It is commonly thought that chronic fatigue has mainly psychological causes and that it affects perfectionistic women who cannot live up to their own unreasonably high standards.

This has not always been the case. Just over 100 years ago it was primarily upper class men in intellectual professions who were affected. “Neurasthenia,” as the condition was called at the time, was a physical diagnosis with high status.

No longer legitimate

“The medical understanding of long-term fatigue has changed. Previously the condition was viewed as a typically male disorder; now it is perceived as a typically female disorder. The diagnosis of neurasthenia, which has a male connotation, was changed to the ME diagnosis, which has a female connotation,” explains Olaug S. Lian, a sociologist and professor at UiT The Arctic University of Norway.

Together with Hilde Bondevik of the University of Oslo, Lian has studied how the view of women and perceptions of the body, gender and femininity in two different historical periods have been manifested in the medical understanding of long-term chronic fatigue.

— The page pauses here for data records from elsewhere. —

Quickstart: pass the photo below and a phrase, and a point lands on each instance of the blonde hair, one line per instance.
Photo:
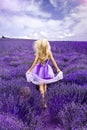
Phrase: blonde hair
(42, 47)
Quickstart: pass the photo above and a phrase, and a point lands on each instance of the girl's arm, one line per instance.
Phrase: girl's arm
(33, 65)
(54, 62)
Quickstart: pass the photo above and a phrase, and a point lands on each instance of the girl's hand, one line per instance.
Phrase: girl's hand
(28, 72)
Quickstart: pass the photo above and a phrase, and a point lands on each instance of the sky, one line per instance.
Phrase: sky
(55, 20)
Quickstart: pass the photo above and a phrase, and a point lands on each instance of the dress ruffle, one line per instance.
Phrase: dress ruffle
(35, 79)
(43, 74)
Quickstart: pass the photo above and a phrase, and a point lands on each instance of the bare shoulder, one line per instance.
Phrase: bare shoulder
(49, 54)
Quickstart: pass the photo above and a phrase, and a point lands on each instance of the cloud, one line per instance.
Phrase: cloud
(71, 27)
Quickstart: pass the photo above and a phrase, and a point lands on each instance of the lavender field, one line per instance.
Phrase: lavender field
(20, 107)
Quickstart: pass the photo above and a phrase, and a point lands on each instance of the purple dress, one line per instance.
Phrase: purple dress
(43, 74)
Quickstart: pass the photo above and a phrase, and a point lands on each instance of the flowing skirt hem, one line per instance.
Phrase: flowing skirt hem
(35, 79)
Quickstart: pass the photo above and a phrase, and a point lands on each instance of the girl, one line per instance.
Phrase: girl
(41, 73)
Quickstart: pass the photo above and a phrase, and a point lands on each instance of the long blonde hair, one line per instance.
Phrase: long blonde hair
(42, 47)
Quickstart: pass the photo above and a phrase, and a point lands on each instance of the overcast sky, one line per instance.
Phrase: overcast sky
(51, 19)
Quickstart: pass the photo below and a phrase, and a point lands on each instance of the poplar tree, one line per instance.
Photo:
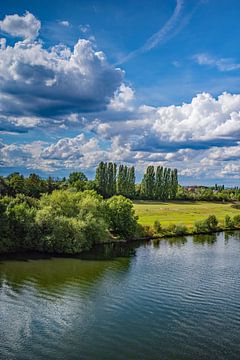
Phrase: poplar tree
(131, 182)
(159, 183)
(148, 183)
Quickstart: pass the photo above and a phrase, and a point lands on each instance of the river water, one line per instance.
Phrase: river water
(177, 299)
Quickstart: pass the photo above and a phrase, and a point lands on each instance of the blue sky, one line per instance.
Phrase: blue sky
(150, 82)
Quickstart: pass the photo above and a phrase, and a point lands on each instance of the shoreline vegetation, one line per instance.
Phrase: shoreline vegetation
(70, 216)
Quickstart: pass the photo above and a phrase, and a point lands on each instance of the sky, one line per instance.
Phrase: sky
(134, 82)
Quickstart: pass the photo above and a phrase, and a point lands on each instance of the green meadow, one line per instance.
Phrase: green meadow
(183, 212)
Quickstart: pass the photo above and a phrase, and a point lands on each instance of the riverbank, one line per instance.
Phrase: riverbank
(185, 212)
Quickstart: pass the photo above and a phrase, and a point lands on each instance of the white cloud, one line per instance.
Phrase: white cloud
(26, 26)
(203, 123)
(222, 64)
(84, 28)
(45, 82)
(122, 99)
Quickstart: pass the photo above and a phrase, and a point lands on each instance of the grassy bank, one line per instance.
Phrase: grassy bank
(181, 212)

“Long-term fatigue was viewed as a legitimate disorder, a result of the heroic efforts of the upper class male. Today, it is a stigmatizing disorder, understood as an expression of women’s lack of ability to cope with their lives, a kind of breach of character,” says Lian.

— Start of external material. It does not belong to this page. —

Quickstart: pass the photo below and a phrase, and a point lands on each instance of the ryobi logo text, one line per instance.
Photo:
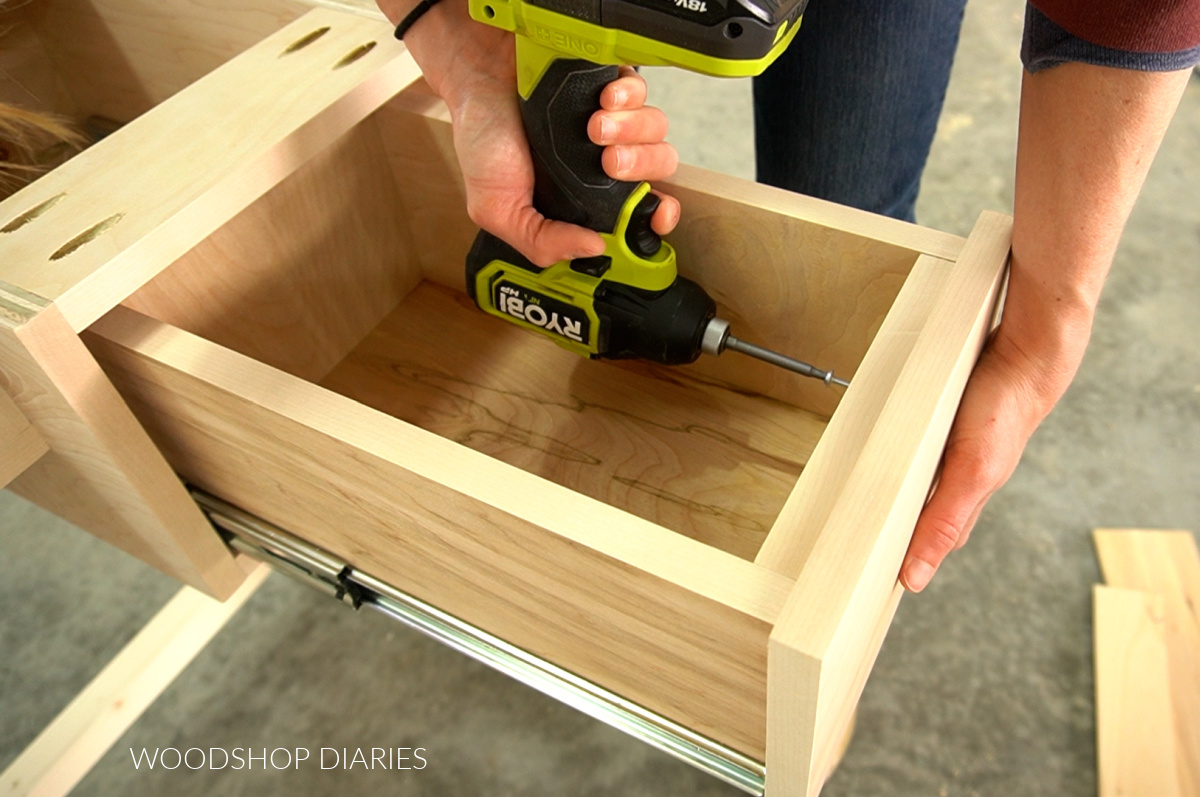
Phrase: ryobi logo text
(544, 312)
(563, 42)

Not only has the fatigued patient changed gender. Previously doctors believed that long-term fatigue was a neurological, physical disorder, while today it is categorized primarily as psychological in nature. And while in the past, society was thought to be the cause of the disorder, today the individual is supposedly to blame.

What happened to cause this change?

Upper class diagnosis

At the end of the 1800s neurasthenia was the most widespread diagnosis for long-term fatigue. Neurologists believed the condition was caused by a physical, neurological disease that affected the entire body, causing intense, long-term fatigue.

Although women were also diagnosed with the disorder, the typical patient was a man, and not just any kind of man. He was “civilized, refined, and educated, rather than of the barbarous and low-born and untrained,” according to neurologist George Beard.

Society was to blame

Doctors at the time believed that the cause of the disorder could be found in a rapidly changing society — urbanization, industrialization and women’s entry into working life.

Quite simply, modern civilization ran roughshod over the nervous system of upper class men, who were overstimulated by too much pressure and activity and too little sleep and rest.

“It was regarded as both legitimate and understandable that even the ‘great men’ could fall apart as a result of long-term, difficult intellectual work. It was viewed as positive that the body sent signals when the burden was too great. The body was viewed as an electrical fuse box and the thinking was that it was better for one fuse to burn out rather than for the house to catch on fire,” says Lian.

Different genders, different causes

The comments about the diagnosis also revealed past understandings of biological gender differences. Women could get neurasthenia from sexual frustration, while men could get it from excessive sexual activity, including masturbation.

Moreover, there was a connection between gender and class.

“To simplify a bit, we can say that it was mainly middle class men and working class women whose diagnosis of neurasthenia was explained by overwork. For working class men it was due to sexual escapades, and for middle class women the cause given was heredity or ‘women’s issues’,” explains Lian.

The fall of neurasthenia

Neurasthenia lost its popularity as a diagnosis in the early 1900s. One reason for this was that psychiatry became a medical field in its own right.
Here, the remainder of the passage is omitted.